С первой же встречи с будущей женой Иван Владимирович обрел уверенность, что сделал правильный выбор. Единственное, что омрачало идиллию, – сердце Марии Александровны было отдано другому. И этот «другой» был женат. Она страдала от невозможности законно и полностью принадлежать тому, кого любила. Отец Марии был немцем по происхождению, мать – полькой, и от родителей девушка унаследовала слишком цельный характер, чтобы таить свои чувства от людей в то время, как ей хотелось бы гордиться ими. Бесспорно, пора было положить конец этой тайной и бесчестящей ее истории. А профессор Иван Цветаев выглядел таким несчастным с этой вечной памятью об ушедшей жене, с этими двумя малышами на руках, что из сочувствия к нему, да и руководствуясь доводами рассудка, Мария решилась принять его предложение.

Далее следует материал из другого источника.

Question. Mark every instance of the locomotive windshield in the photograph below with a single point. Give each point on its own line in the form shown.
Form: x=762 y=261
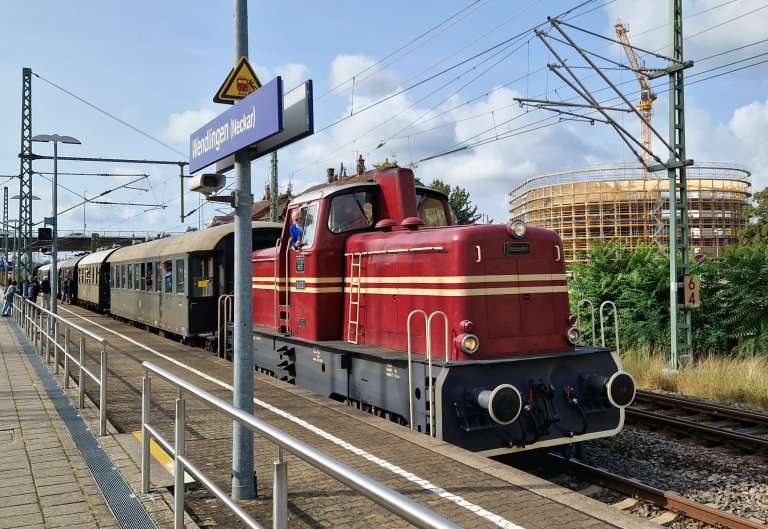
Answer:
x=306 y=225
x=351 y=212
x=431 y=210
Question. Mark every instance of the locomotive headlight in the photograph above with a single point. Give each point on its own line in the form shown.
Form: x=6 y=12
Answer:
x=517 y=229
x=468 y=343
x=503 y=402
x=574 y=335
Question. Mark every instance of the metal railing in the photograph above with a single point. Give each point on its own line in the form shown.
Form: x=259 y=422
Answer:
x=394 y=502
x=49 y=331
x=428 y=352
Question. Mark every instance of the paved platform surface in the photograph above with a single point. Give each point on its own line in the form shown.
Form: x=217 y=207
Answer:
x=469 y=490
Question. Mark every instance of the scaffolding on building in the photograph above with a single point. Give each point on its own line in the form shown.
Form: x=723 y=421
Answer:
x=620 y=202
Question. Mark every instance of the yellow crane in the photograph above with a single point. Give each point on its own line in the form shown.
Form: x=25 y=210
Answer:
x=647 y=96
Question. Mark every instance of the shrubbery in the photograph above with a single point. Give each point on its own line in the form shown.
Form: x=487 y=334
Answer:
x=732 y=318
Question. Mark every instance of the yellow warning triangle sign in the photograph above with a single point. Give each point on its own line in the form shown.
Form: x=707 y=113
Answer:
x=240 y=83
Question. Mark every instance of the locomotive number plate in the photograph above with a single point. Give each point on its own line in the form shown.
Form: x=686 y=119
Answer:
x=517 y=248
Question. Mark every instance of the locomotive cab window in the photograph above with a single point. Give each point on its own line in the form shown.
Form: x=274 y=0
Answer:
x=431 y=210
x=350 y=212
x=305 y=225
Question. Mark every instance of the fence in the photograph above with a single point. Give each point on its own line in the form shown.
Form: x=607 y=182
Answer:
x=49 y=331
x=394 y=502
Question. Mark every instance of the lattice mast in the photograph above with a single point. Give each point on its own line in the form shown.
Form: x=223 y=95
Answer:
x=647 y=96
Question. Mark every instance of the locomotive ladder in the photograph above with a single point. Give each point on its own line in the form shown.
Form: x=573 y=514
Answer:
x=355 y=273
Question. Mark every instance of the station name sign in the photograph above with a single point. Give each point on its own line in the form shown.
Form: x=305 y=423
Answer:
x=258 y=116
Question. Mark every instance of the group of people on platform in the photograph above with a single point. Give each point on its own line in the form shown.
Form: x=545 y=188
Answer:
x=34 y=289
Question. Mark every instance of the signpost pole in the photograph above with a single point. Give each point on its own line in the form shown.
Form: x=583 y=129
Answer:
x=243 y=480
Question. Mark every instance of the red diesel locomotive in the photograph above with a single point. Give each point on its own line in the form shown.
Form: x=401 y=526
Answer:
x=461 y=332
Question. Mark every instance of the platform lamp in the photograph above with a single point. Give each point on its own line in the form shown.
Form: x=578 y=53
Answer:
x=19 y=250
x=56 y=139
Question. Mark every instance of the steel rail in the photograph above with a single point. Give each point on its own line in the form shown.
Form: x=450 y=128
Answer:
x=667 y=500
x=703 y=407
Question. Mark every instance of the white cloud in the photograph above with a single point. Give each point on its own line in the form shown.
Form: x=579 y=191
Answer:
x=369 y=81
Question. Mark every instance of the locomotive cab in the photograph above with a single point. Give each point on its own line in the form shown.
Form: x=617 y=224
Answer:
x=373 y=297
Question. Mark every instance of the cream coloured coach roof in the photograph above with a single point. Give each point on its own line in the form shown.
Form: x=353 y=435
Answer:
x=203 y=240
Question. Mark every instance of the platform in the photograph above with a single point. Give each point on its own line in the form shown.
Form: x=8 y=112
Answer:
x=465 y=488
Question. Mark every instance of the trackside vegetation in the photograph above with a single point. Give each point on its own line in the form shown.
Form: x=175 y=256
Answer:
x=730 y=328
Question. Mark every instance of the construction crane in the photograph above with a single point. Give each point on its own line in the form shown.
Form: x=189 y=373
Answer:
x=647 y=96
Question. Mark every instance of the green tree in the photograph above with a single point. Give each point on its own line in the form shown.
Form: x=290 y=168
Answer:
x=734 y=297
x=756 y=232
x=636 y=281
x=464 y=212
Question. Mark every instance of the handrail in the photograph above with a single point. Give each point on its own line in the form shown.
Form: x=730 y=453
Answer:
x=30 y=317
x=615 y=323
x=428 y=337
x=224 y=315
x=394 y=502
x=591 y=316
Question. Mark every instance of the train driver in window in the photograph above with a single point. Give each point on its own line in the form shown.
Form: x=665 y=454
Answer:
x=167 y=274
x=297 y=229
x=348 y=213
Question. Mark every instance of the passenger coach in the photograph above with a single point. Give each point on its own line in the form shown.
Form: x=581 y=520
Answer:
x=174 y=284
x=93 y=281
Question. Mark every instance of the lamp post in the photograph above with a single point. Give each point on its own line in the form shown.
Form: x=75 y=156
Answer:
x=85 y=201
x=56 y=139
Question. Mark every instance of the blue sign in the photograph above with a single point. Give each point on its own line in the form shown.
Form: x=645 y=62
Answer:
x=256 y=117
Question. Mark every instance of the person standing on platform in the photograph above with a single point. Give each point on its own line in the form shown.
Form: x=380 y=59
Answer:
x=10 y=291
x=32 y=289
x=65 y=285
x=45 y=290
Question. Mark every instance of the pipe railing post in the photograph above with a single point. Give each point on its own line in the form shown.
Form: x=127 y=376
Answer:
x=280 y=492
x=103 y=391
x=178 y=466
x=146 y=399
x=66 y=357
x=81 y=380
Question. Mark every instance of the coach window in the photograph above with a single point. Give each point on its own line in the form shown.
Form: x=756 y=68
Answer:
x=201 y=277
x=349 y=212
x=167 y=272
x=179 y=276
x=158 y=277
x=146 y=269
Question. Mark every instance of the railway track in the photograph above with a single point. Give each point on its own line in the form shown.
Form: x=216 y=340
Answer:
x=663 y=499
x=719 y=424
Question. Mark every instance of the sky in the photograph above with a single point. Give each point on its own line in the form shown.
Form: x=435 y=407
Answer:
x=430 y=83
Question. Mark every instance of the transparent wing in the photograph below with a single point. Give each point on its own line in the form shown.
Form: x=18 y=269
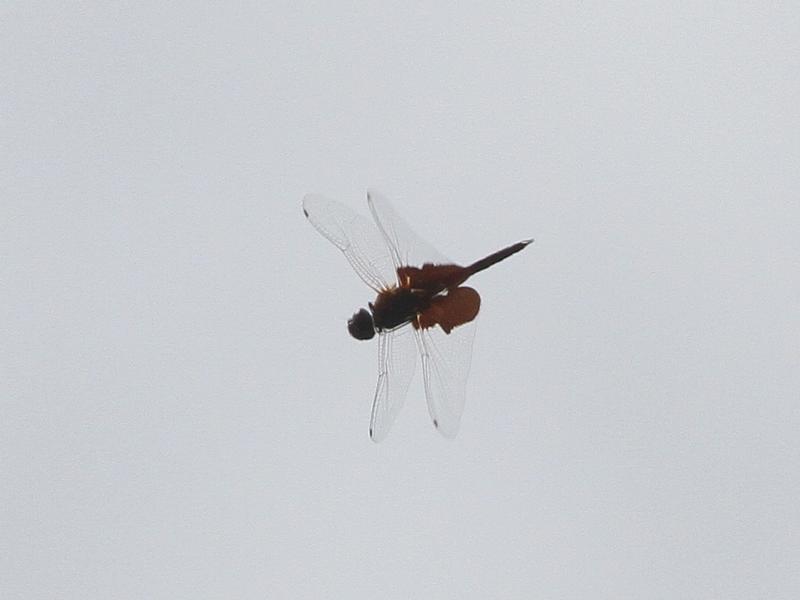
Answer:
x=356 y=236
x=446 y=359
x=406 y=246
x=397 y=358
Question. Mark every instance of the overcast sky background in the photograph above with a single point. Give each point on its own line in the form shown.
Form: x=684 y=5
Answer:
x=182 y=412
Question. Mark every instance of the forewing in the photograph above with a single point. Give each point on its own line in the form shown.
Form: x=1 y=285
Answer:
x=446 y=359
x=356 y=236
x=406 y=246
x=397 y=358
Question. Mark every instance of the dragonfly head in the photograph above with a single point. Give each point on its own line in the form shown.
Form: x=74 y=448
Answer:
x=361 y=325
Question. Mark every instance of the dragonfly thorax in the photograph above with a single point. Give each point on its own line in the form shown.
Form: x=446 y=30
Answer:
x=397 y=306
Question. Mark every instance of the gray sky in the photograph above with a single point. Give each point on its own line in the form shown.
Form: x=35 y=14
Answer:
x=182 y=413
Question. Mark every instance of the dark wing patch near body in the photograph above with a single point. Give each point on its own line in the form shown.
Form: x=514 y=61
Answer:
x=458 y=306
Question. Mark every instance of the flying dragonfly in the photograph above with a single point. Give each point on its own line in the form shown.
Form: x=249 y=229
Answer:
x=421 y=307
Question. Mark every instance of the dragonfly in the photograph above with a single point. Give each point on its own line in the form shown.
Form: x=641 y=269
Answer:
x=421 y=307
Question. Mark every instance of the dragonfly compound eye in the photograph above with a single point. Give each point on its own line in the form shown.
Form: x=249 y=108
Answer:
x=361 y=325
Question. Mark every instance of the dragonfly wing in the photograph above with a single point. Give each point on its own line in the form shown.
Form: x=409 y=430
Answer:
x=406 y=246
x=357 y=238
x=446 y=359
x=397 y=359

И оказалось, что их союз куда менее тягостен, чем она себе представляла. 26 сентября 1892 года, едва ли через год после венчания, Мария Александровна подарила мужу дочь – Марину. Еще через два года настала очередь второй дочери – Анастасии. Совсем еще юная женщина удивительно разумно и справедливо распределяла заботу между своей плотью и кровью – двумя крошечными девочками – и двумя детьми от первого брака своего мужа, которые достались ей в приданое и которые смотрели на нее со смешанным выражением любопытства и ревности. И к тому же не было у профессора Цветаева в деле создания музея более верной, преданной и деятельной сотрудницы, чем вторая его жена.

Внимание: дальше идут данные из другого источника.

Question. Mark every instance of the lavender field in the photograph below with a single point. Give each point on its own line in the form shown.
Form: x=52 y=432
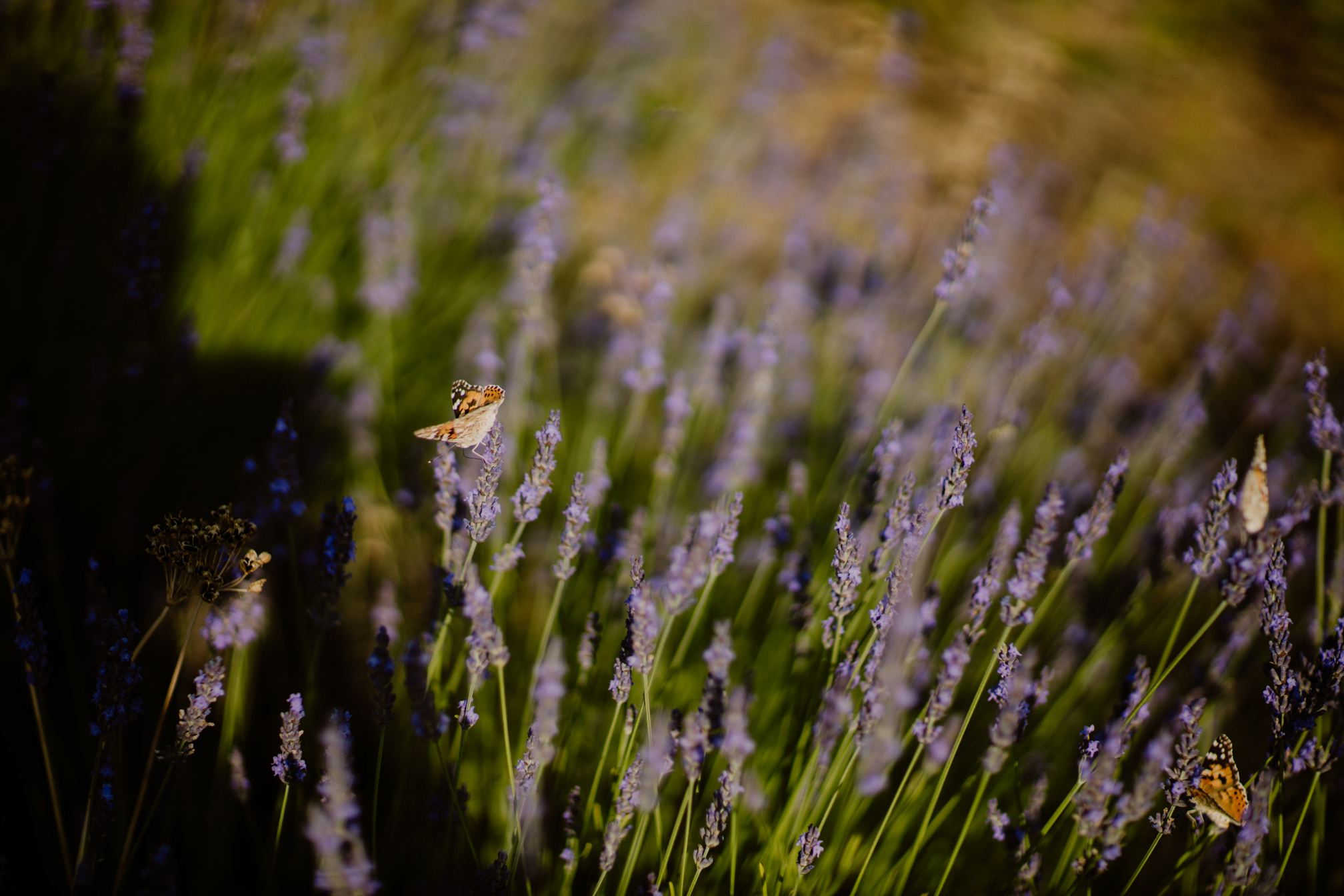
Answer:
x=885 y=449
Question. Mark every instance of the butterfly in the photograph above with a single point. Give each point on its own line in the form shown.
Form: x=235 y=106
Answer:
x=1219 y=793
x=475 y=409
x=1255 y=491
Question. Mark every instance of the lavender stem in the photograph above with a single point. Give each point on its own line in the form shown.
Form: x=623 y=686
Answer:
x=1320 y=549
x=1181 y=619
x=965 y=827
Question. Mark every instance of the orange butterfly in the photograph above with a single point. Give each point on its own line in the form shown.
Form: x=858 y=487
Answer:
x=475 y=409
x=1219 y=793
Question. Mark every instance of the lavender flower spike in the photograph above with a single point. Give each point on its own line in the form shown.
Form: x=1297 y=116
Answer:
x=953 y=487
x=845 y=586
x=571 y=539
x=644 y=621
x=1327 y=433
x=959 y=263
x=343 y=865
x=1210 y=538
x=289 y=765
x=537 y=483
x=1030 y=571
x=809 y=849
x=191 y=722
x=621 y=815
x=721 y=555
x=481 y=504
x=1092 y=527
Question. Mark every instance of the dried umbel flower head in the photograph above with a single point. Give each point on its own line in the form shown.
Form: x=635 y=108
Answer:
x=205 y=557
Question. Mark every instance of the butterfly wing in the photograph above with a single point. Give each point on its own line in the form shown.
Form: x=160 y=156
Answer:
x=1221 y=794
x=1255 y=491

Повзрослевшая Марина писала в очерке «Отец и его музей»: «Она вела всю его обширную иностранную переписку и часто заочным красноречием своим, какой-то особой грацией шутки или лести (с французом), строкой из поэта (с англичанином), каким-нибудь вопросом о детях и саде (с немцем) – той человеческой нотой в деловом письме, личной – в официальном, иногда же просто удачным словесным оборотом, сразу добивалась того, чего бы только с трудом и совсем иначе добился мой отец. Главной же тайной ее успеха были, конечно, не словесные обороты, которые есть только слуги, а тот сердечный дар, без которого словесный дар – ничто. И, говоря о ее помощи отцу, я, прежде всего, говорю о неослабности ее духовного участия, чуде женской причастности, вхождении во все и выхождении из всего – победителем. Помогать музею было, прежде всего, духовно помогать отцу: верить в него, а когда нужно, и за него… Это я, детский свидетель тех лет, должна сказать, ибо за меня не скажет (ибо так глубоко не знает) – никто».